AI continues to be one of the hottest topics in all of healthcare, especially radiology, and more academic researchers are exploring the subject than ever before. So what separates a good AI study from a bad one? That’s exactly what the editorial board of RSNA’s Radiology journal hoped to cover with its new commentary.
The team noted that specific guidelines will likely be developed in the near future that focus on AI research related to diagnostic imaging. In the meantime, however, the editorial board wanted to share a guide to help researchers ensure they are on the path to success.
The board provided a list of several issues would-be authors must keep in mind while developing their research. These are five of the most important considerations from that list:
1. Use an external test set for your final assessment:
AI models often produce impressive findings … until they are paired with outside data and unexpected bias or inconsistencies are revealed. Researchers should test their algorithms on outside images—as in, from a completely different institution—to show that their study has real potential to make an impact on patient care.

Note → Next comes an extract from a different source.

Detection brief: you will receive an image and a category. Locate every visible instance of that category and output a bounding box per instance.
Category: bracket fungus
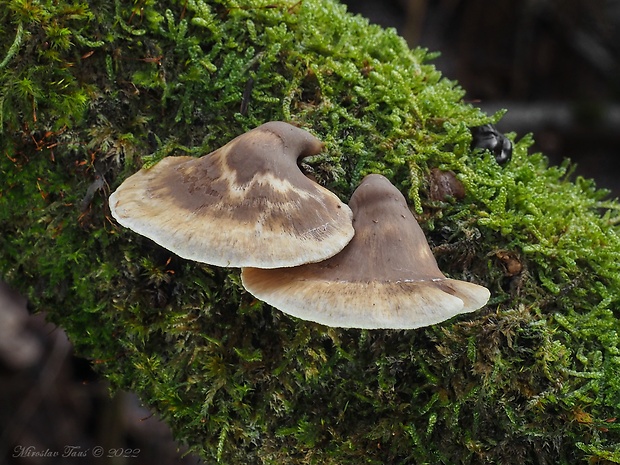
[241,174,490,329]
[109,121,354,268]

2. Use images from a variety of vendors:
For an algorithm to be clinically useful, it has to work with imaging equipment manufactured by a wide variety of vendors.

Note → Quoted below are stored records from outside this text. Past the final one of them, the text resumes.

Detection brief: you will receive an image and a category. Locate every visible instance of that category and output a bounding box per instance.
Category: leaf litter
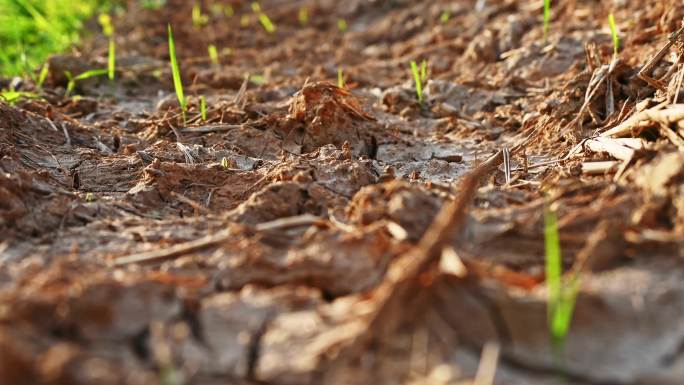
[0,0,684,385]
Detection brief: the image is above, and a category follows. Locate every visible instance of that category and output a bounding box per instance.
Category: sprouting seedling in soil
[298,7,309,27]
[64,69,109,96]
[544,205,579,357]
[207,44,219,65]
[252,2,276,33]
[411,60,423,104]
[98,13,116,80]
[192,3,209,29]
[439,10,451,24]
[107,37,116,81]
[608,13,620,57]
[0,90,40,105]
[36,62,50,88]
[240,14,250,28]
[544,0,551,44]
[337,19,349,33]
[200,95,207,121]
[168,24,188,122]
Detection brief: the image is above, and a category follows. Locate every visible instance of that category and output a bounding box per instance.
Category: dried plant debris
[0,0,684,385]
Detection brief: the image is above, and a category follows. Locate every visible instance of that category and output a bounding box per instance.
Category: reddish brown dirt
[0,0,684,385]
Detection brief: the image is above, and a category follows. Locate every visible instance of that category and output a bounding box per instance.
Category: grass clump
[168,24,188,122]
[411,60,427,104]
[0,0,111,76]
[608,13,620,57]
[207,44,219,65]
[544,205,579,357]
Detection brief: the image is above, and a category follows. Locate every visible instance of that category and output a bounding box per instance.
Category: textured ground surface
[0,0,684,385]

“Radiologists are aware that MRI scans from one vendor do not look like those from another vendor,” wrote David A. Bluemke, MD, PhD, editor of Radiology and a radiologist at the University of Wisconsin Madison School of Medicine and Public Health, and colleagues. “Such differences are detected by radiomics and AI algorithms. Vendor-specific algorithms are of much less interest than multivendor AI algorithms.”
3. Train your algorithm with a widely accepted reference standard:
If researchers don’t turn to a standard of reference that the industry already trusts, it will be hard to have interested parties take the research seriously. For example, Bluemke et al. noted that the Radiology editorial board does not consider clinical reports to be a good enough standard of reference for any radiology research.
“Given the frequent requirement of AI for massive training sets (thousands of cases), the research team may find the use of clinical reports to be unavoidable,” the authors wrote. “In that scenario, the research team should assess methods to mitigate the known lower quality of the clinical report when compared with dedicated research interpretations.”
4. Compare your algorithm’s performance to experienced radiologists:
It’s much more important to see how AI models compare to experienced radiologist readers than nonradiologist readers or other algorithms. Researchers may want to compare their work to radiology trainees or nonradiologists to provide a certain level of context, the authors added, but this shouldn’t be used as an evaluation of the algorithm’s “peak performance.”
5. Make your algorithm available to the public:
Think your algorithm could make a real impact? Let other specialists try it out for themselves.
“Just like MRI or CT scanners, AI algorithms need independent validation,” the authors wrote. “Commercial AI products may work in the computer laboratory but have poor function in the reading room. ‘Trust but verify’ is essential for AI that may ultimately be used to help prescribe therapy for our patients.”